Electronic Thesis and Dissertation Repository

Thesis Format

Integrated Article


Master of Science


Physiology and Pharmacology


Ramachandran, Rithwik


Adhesion GPCRs (aGPCRs) are difficult to study because they are activated by mechanical force. aGPCRs are autoproteolytically cleaved into N-terminal and C-terminal fragments. Mechanical force removes the N-terminal fragment revealing a tethered ligand activating the receptor. Proteinase Activated Receptors (PARs) are N-terminally cleaved by proteinases revealing a tethered ligand activating the receptor. We hypothesized the tethered ligand of aGPCRs could be revealed by replacing the N-terminal fragment with a PAR N-terminus. We fused the PAR2 N-terminus to the C-terminal fragments of four aGPCRs: CD97, EMR2, GPR56, and BAI1. PAR2-aGPCR chimeric receptors dose dependently recruited G-proteins and β-arrestins, supporting our hypothesis.

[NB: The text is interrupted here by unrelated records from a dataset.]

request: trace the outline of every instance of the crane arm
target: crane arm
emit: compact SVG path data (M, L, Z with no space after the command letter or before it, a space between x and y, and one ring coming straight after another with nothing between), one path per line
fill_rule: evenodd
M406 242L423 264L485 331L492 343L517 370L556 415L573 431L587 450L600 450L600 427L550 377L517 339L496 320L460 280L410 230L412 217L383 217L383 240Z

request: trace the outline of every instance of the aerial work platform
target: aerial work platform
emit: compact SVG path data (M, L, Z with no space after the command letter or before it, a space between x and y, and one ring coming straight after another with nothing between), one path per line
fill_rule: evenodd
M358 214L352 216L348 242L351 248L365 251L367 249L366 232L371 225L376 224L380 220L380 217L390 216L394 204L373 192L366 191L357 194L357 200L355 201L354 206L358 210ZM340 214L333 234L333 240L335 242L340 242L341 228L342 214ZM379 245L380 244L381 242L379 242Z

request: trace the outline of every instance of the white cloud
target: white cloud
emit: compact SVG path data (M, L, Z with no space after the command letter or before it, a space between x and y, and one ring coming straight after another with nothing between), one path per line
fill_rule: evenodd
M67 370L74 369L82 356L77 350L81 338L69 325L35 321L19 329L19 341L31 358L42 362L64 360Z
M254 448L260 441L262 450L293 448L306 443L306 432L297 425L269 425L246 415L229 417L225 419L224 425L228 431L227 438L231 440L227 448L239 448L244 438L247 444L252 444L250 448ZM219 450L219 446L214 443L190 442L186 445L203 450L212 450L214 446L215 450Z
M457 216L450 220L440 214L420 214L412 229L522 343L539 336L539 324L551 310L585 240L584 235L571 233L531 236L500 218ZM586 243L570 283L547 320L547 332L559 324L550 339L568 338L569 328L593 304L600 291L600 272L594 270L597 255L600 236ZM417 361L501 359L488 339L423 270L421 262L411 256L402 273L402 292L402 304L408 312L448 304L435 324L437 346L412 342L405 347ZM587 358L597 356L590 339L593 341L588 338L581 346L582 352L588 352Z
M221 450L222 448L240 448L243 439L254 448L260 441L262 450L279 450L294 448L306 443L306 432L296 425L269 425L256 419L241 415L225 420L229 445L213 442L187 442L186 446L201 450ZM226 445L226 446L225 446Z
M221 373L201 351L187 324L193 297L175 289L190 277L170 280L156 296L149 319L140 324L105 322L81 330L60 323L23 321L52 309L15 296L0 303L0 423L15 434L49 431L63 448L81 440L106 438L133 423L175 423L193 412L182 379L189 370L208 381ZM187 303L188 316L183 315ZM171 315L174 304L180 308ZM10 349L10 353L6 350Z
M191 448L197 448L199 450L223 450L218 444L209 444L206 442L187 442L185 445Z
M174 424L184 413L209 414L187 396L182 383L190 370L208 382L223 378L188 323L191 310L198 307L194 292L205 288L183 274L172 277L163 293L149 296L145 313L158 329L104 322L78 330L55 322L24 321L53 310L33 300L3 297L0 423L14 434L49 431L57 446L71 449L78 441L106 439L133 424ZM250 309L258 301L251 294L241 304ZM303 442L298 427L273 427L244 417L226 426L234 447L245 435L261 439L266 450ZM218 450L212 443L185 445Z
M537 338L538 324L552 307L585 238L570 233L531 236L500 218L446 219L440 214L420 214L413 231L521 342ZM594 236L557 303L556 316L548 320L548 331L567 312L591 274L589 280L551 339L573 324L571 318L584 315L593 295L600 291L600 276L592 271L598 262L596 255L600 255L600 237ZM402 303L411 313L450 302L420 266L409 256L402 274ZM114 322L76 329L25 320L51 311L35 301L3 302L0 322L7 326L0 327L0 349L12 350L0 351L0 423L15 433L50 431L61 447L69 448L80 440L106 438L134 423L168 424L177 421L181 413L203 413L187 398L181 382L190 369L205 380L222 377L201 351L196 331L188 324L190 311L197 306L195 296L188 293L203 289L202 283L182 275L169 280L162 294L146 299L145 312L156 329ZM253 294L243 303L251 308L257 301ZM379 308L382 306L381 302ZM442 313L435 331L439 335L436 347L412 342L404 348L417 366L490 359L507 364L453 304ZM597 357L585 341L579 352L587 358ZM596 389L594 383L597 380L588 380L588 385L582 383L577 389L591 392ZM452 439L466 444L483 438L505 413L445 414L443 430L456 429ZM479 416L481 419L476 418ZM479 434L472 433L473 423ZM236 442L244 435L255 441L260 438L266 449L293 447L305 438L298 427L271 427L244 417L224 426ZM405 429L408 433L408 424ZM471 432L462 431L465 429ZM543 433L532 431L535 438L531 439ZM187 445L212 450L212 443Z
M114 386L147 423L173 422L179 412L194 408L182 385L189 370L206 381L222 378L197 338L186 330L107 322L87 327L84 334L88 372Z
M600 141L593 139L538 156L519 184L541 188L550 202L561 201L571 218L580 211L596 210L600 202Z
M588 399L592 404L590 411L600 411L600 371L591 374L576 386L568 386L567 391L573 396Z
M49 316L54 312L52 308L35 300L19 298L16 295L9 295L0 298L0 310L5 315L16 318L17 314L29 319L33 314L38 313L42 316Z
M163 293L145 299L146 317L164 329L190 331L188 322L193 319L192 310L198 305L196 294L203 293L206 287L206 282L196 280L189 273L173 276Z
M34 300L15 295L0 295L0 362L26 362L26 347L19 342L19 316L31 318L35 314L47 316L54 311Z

Peptides made to mimic the tethered ligand, are sufficient to activate receptors. We developed a method for predicting aGPCR tethered ligand mimicking peptides and tested the approach for CD97. We found SSFAILMAH-NH2 to be a potent CD97 activating peptide. In this thesis we developed two novel methods for studying the illusive aGPCRs.

Summary for Lay Audience

The various systems of our bodies are controlled through an intercellular communication network mediated by soluble chemical messengers. These chemical messengers relay information throughout our bodies by binding receptors expressed on the surface of our cells. Exogenous molecules, drugs, can be made to mimic these chemical messengers, which can then bind cell surface receptors to modulate bodily functions and treat disease. G-protein coupled receptors (GPCRs) are the largest targets of FDA approved drugs, with around 25-36% of all FDA approved drugs targeting GPCRs. Despite this fact, the second largest GPCR subfamily, the adhesion GPCRs (aGPCRs), are not targeted by a single FDA approved drug. These receptors are attractive drug targets as they have been shown to be involved in brain development, the immune system, inflammatory diseases, and many different cancers. Lack of drug development at these receptors stems from the fact that they are activated in a two-cell system by mechanical force. As their mechanism of action is very difficult to reproduce and control in a laboratory setting, in this thesis we set out to design tools to enable their study. We designed a method in where aGPCRs could be activated by proteolytic cleavage instead of mechanical force, allowing receptor activation to be controlled by adjusting the concentration of enzyme. Further, we determined a method of predicting aGPCR agonist peptides. We then tested our two new methods on four of the more well studied aGPCRs: CD97 (ADGRE5), EMR2 (ADGRE2), GPR56 (ADGRG1), and BAI1 (ADGRB1). Both methods proved to be very effective and based on our result we believe they can be applied to study the whole family of 33 aGPCRs.